Given a polynomial $P(x)$ with integer coefficients, its roots, if they exist, are divisors of the independent/constant term of the polynomial

I've wrapped my head around this and I can't figure out why. There's a explanation in my book, but I can't quite understand it.
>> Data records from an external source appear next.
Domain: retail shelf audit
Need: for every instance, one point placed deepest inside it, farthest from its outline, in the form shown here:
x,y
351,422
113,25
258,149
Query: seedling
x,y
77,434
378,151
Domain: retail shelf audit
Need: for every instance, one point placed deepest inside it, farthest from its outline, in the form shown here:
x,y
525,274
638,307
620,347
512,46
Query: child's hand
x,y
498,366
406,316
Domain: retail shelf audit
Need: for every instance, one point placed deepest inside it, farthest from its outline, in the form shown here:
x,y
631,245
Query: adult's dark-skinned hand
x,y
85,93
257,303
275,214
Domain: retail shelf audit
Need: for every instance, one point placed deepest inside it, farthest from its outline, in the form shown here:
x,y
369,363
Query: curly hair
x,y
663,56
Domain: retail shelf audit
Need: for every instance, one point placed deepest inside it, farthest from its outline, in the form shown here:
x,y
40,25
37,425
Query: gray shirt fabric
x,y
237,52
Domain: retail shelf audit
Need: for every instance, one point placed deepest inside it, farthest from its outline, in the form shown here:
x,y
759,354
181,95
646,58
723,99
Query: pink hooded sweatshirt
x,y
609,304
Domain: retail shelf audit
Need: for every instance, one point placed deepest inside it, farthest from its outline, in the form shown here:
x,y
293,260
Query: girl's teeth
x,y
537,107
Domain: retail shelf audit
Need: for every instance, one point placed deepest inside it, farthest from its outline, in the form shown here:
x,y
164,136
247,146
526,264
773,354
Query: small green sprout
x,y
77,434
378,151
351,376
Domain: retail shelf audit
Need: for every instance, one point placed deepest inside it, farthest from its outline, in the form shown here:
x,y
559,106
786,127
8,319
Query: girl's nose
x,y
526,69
It goes like this:

Given a polynomial $P(x)$ with whole numbers as coefficients

$P(x)=a_{n}x^n+a_{n-1}x^{n-1}+\dots+a_{1}x+a_{0}$ and $a$ is an integer root of $P(x)$ , then $a$ is a divisor of $a_{_{0}}$ (the independent term).

Demonstration:

$$P(a)=a_{n}a^n+a_{n-1}a^{n-1}\dots+a_{1}a+a_{0}=0$$

From here, it results that:

$$a_{0}=a_{n}a^n-a_{n-1}a^{n-1}-_{\dots}-a_{1}a$$ Therefore, $a_{0}$ is a multiple of $a$ , i. e. $a$ is a divisor of $a_{0}$ .

Can someone explain to me why this is true? And maybe give a real example with a polynomial.

Thanks.

Answer 1

The argument presented in the body of your question is perfectly sound [with a missing minus sign: a typo?] and is worth digesting. If you find that the notation is what's holding you back, then write out the entire argument in one special case but with different notation until you believe in it. This will make understanding the full result easier.

Let's argue this for quadratics only, so assume $P(x) = ax^2+bx+c$ where $a, b, c$ are all integers. Suppose $r$ is an integer root. Then $$ P(r) = ar^2 + br + c =0 $$ and so $$ c = -ar^2 - br = r(-ar -b). $$ It is now clear that $r$ is a divisor of $c$, the constant term.

Understanding this, it is not hard to extract the fully general argument for a polynomial of degree $n$. After all, the argument you've presented does the exact same thing, just with more terms and more generality.

Answer 2

Let $\mathit F(x) = a_nx^n + a_{n-1}x^{n-1} + \dots + a_1x + a_0$, where $\mathit a_n, a_{n-1}, \dots, a_0$ are all arbitrary integer coefficients.

$\it Note:$ $\;$The subscripts $\mathit n, n-1$, etc. don't mean that there's any relation between the coefficient and the power of each term, but rather just a convenient way of naming coefficients of polynomials of large degree instead of using all the letters of the alphabet or something along those lines.

Suppose r is an integral root of $\mathit F(x)$, $$\mathit \implies a_nr^n + a_{n-1}r^{n-1} + \dots + a_1r + a_0 = 0$$ $$\mathit \iff -a_nr^n - a_{n-1}r^{n-1} - \dots - a_1r = a_0$$ $$\mathit \iff r(-a_nr^{n-1} - a_{n-1}r^{n-2} - \dots - a_1) = a_0$$ $$\mathit \iff r\,|\, a_0$$

I'll give an example of a quadratic to clear up any confusion.

$$\mathit P(x) = x^2 + 8x + 7$$ $$\mathit P(x) = (x + 7)(x + 1)$$ $\mathit \implies x = -7$ and $\mathit x = -1$ are roots, which are factors of the constant term, i.e. 7.

Hopefully that helped clear up any confusion you had! You may want to check out something called the Rational Roots Theorem, which is essentially a more generalised case of this theorem that extends across the rational numbers instead of just the integers.